One of the most exciting developments with Solana has been Solana Pay, a free-to-use payments framework. It allows merchants to accept payments directly from customers through the Solana network. Payments are made in stablecoins such as USD Coin (CRYPTO:USDC) that are designed to maintain a stable price.
By using Solana Pay, businesses can avoid high payment processing fees.
Where Solana came from
In November 2017, Anatoly Yakovenko published a white paper introducing Solana’s proof-of-history concept. Yakovenko was previously a senior staff engineer at Qualcomm and a software engineer at Mesosphere and Dropbox. He went on to work with Greg Fitzgerald, Stephen Akridge, and Raj Gokal in developing a single, scalable blockchain.

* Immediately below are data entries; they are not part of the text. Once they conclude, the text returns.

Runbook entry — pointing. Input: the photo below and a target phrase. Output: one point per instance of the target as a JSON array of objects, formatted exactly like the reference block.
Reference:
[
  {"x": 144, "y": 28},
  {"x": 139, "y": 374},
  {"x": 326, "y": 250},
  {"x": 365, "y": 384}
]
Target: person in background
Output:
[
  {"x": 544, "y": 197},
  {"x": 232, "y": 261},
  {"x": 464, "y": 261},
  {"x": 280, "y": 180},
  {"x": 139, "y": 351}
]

The original name for their project was Loom, but Ethereum released Loom Network at the same time. To avoid confusion, the team renamed their project Solana and chose Solana Labs as the company name.
The Solana cryptocurrency was first available in 2019 during private token sales, where Solana Labs raised about $20 million. Both the Solana protocol and SOL tokens were released to the general public in 2020. The Switzerland-based Solana Foundation, which supports the Solana ecosystem today, also was founded in 2020.
Solana vs. Ethereum
Solana’s biggest competitor is Ethereum, and it has been called an “Ethereum killer.” Considering the popularity of each blockchain, prospective investors often wonder how the two match up.

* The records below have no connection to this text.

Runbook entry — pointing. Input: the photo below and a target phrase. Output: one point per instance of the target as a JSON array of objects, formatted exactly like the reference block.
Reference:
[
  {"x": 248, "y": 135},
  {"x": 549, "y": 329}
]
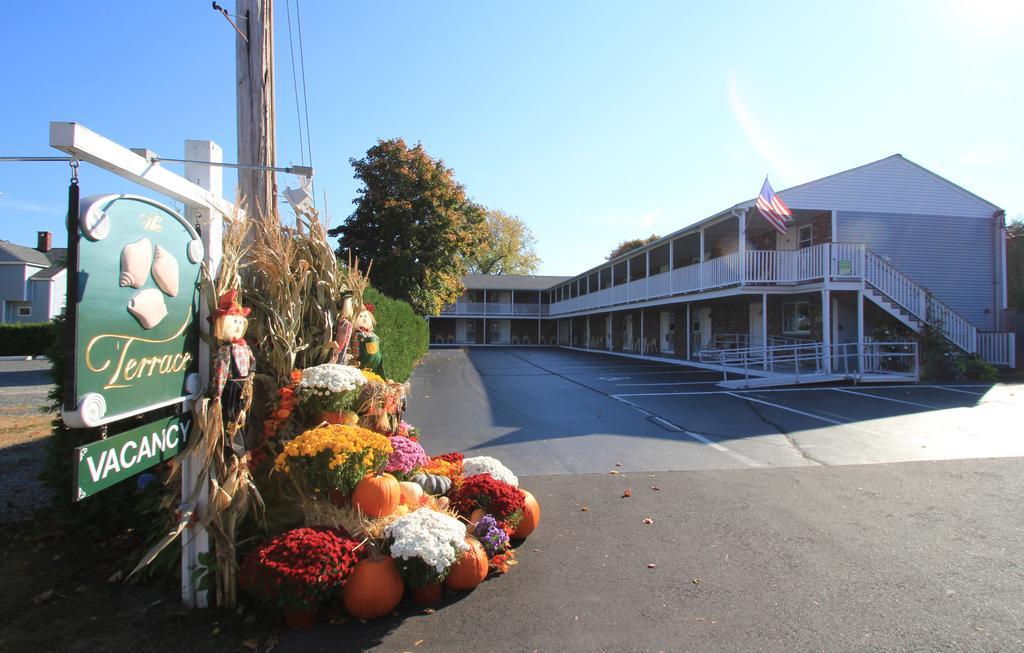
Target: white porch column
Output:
[
  {"x": 672, "y": 262},
  {"x": 764, "y": 319},
  {"x": 860, "y": 332},
  {"x": 741, "y": 217},
  {"x": 646, "y": 278},
  {"x": 643, "y": 339},
  {"x": 826, "y": 329},
  {"x": 700, "y": 263},
  {"x": 689, "y": 330},
  {"x": 196, "y": 540}
]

When Ethereum launched, it used the proof-of-work consensus mechanism to validate transactions. Although proof of work was common at the time, it’s not energy-efficient. Ethereum is currently in the process of transitioning to proof of stake, which is used by Solana in conjunction with its proof-of-history algorithm.
That results in a major difference in transaction processing. Solana regularly processes thousands of transactions per second and is theoretically capable of handling 65,000. Ethereum can only handle about 30 transactions per second (although once it completes its upgrades, it will reportedly be able to handle up to 100,000 per second).
How Solana works
Solana is built for scalability, and it accomplishes that through its unique hybrid protocol. This protocol uses both the proof-of-stake consensus mechanism popular with other blockchains, as well as Solana’s proof-of-history algorithm.

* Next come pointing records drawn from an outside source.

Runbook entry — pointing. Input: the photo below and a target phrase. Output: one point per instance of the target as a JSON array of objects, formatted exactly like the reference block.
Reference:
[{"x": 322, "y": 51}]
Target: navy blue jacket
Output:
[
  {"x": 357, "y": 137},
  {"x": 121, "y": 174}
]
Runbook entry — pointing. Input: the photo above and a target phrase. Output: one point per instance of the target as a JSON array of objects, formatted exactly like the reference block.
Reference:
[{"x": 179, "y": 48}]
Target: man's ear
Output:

Proof of stake is a way to validate blockchain transactions. Validators are chosen based on the amount of crypto tokens that they’ve staked (pledged to the blockchain). Validators receive rewards when they confirm new blocks of transactions and add them to the blockchain.
Proof of history verifies the order of blockchain transactions and the passage of time between them. The timestamps on transactions are built into the blockchain itself. Because the time stamp is built in, validator nodes don’t all need to communicate with each other to confirm transaction times.
There are a few other technical design reasons for Solana’s relative speed advantages, but the end result is that proof of history helps optimize the transaction process. It cuts down on the work that validators need to do, enabling much shorter processing times.